Director Richard Eyre and his set designer Rob Howell seem fond of rotating sets. Their new production of Le nozze di Figaro, which opened the Met season last week, prominently features a set on a turntable to depict the house and garden of Count Almaviva. The turntable device was also used in their 2009 production of Carmen, revived here with a winning cast of singers and a snappy and agile orchestra led by Pablo Heras-Casado.

Premiered in Paris in 1875 to mixed reviews, Carmen was a “modern” opera at that time as it attempts to create a narrative full of dramatic and at times “exotic” melodies to propel the story, while paying tribute to the operatic traditions of arias and duets.  The first two acts are especially full of music with abrupt shifts in key and moods; Carmen’s two solo pieces in Act I are the prime example.  The other three principal characters – Don José, Micaëla and Escamillo – each has a more traditional aria. While they are all showstoppers, if sung well, they really do hold up the action and give the audience a chance to take a breath and contemplate the drama at hand.

Anita Rachvelishvili reprises the role of Carmen. With her dark hair and eyes, she embodies the character. She opens her mouth and produces gorgeously rich sounds effortlessly while acting the part of the seductive and wilful gypsy. At the beginning of Act II, she and her companions Frasquita and Mercédès superbly execute choreographed dancing while singing their gypsy song. Her dark mezzo is consistently large but never loud or strident; one might wish for a little more nuance and subtlety, but her superb singing and stage presence makes her one of the definitive Carmens of today.

If Rachvelishvili presents a passionate and smothering Carmen, her Don José, portrayed by Aleksandrs Antonenko, with a somewhat stiff demeanor and at times metallic voice, is a more repressed and outwardly detached character. His voice is that of a dramatic spinto tenor capable of producing a remarkable series of high notes. It took him a while to warm up this evening, and while his duet with Micaëla in Act I was beautifully executed, the Flower Song in Act II showed a lack of legato singing. All the notes were there, but they were at times choppy and failed to convey the sense of longing. On the other hand, he used his soft voice effectively at times to convey tenderness, for instance in his singing of his mother in Act III.

While the first half of the performance seemed somewhat tentative, the drama came alive in the second half as the two main characters begin their inevitable march towards their doom. The set for Act III is probably the most successful of the four as it shows the smugglers’ hideout in the mountains in the background, with steep steps on each end which the smugglers (and later Micaëla) tread to descend to the ground. The music in this act takes on the role of a character, signaling the doom and desperation even before the characters become aware of their fate. 

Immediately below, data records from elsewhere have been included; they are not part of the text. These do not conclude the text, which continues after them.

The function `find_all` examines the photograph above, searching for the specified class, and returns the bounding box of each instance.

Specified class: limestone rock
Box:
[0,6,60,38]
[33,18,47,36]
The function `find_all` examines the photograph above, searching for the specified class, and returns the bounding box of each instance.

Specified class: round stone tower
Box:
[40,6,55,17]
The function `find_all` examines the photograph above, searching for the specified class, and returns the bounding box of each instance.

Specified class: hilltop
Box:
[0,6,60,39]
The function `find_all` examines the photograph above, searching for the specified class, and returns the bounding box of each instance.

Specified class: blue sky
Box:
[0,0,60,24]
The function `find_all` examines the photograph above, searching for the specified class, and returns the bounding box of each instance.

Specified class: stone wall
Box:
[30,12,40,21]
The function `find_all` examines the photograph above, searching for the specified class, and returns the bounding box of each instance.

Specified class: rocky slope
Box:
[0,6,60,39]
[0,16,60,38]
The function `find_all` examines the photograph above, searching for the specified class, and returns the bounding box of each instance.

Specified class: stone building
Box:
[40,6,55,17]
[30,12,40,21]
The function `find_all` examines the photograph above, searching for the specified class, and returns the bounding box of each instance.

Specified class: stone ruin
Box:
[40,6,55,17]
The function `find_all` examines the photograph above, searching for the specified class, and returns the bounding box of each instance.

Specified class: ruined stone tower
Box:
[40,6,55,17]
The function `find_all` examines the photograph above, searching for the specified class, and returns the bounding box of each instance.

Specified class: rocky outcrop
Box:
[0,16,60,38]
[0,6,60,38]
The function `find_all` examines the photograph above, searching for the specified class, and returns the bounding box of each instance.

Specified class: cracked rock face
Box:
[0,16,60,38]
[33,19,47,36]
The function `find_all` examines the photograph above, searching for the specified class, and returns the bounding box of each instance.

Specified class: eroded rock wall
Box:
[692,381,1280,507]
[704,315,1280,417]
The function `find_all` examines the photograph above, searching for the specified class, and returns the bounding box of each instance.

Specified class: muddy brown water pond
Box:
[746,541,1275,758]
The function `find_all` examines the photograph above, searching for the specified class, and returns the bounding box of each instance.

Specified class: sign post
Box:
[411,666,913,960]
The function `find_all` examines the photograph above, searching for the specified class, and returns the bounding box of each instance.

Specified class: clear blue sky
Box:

Anita Hartig’s Micaëla is a breath of fresh air in the dark drama, and her clear and beautiful soprano with a hint of warmth is a perfect instrument for an innocent but determined peasant girl. Her Act III aria combined her fear and hope with elegant phrasing and poignant high notes, and she deservedly brought down the house. Massimo Cavalletti has a deep and gravelly bass, and while he sang Escamillo’s signature aria well enough, the voice seems to lack the agility, and his characterization was short of charisma. All the smaller roles were sung and acted well, notably Keith Miller's Zuniga, Jennifer Johnson Cano's Mercédès and Kiri Deonarine's Frasquita. 

It is in the last act duet with Carmen that Antonenko seemed truly to become the character of Don José. His plea to Carmen was initially more brooding, quiet and internal, as if he was singing to himself. Only as he realized that Carmen was truly abandoning him did his singing become impassioned, desperate and heartfelt. His voice thundered freely and loudly, his high notes full of squillo. Ms Rachvelishvili played Carmen as knowing and accepting of her fate from the very beginning of the duet, darkly mocking his desperate attempt at reconciliation.

Heras-Casado led the orchestra in a brisk but well controlled prelude, and drew consistent and sensitive playing from the musicians, especially the woodwinds. He was able to tease out minute and subtle details from the score throughout, and the Act I barrack scenes, populated with soldiers and cigarette girls, were especially notable in their luxurious pacing and superb coordination with the chorus. Except for a slight hint of coordination issues with the quintet in Act II, he showed superb command of the score, and was an insightful and supportive leader for the singers.

The Met Chorus has shown a remarkable improvement over the last several years under Chorus Master Donald Palumbo, and the new season seems to take the group to another level of excellence, especially the men. The crowd scene in the first and fourth acts, played downstage with the rotating set taking up a large part of the stage, is handled very well with the chorus of men, women and children singing and acting with vigor and beauty to complement the tragic drama.

It was nice to see the director and his set designer, in New York for new Figaro production, take the final bow with the cast.  No doubt their presence during the rehearsal process has benefited this revival of Carmen.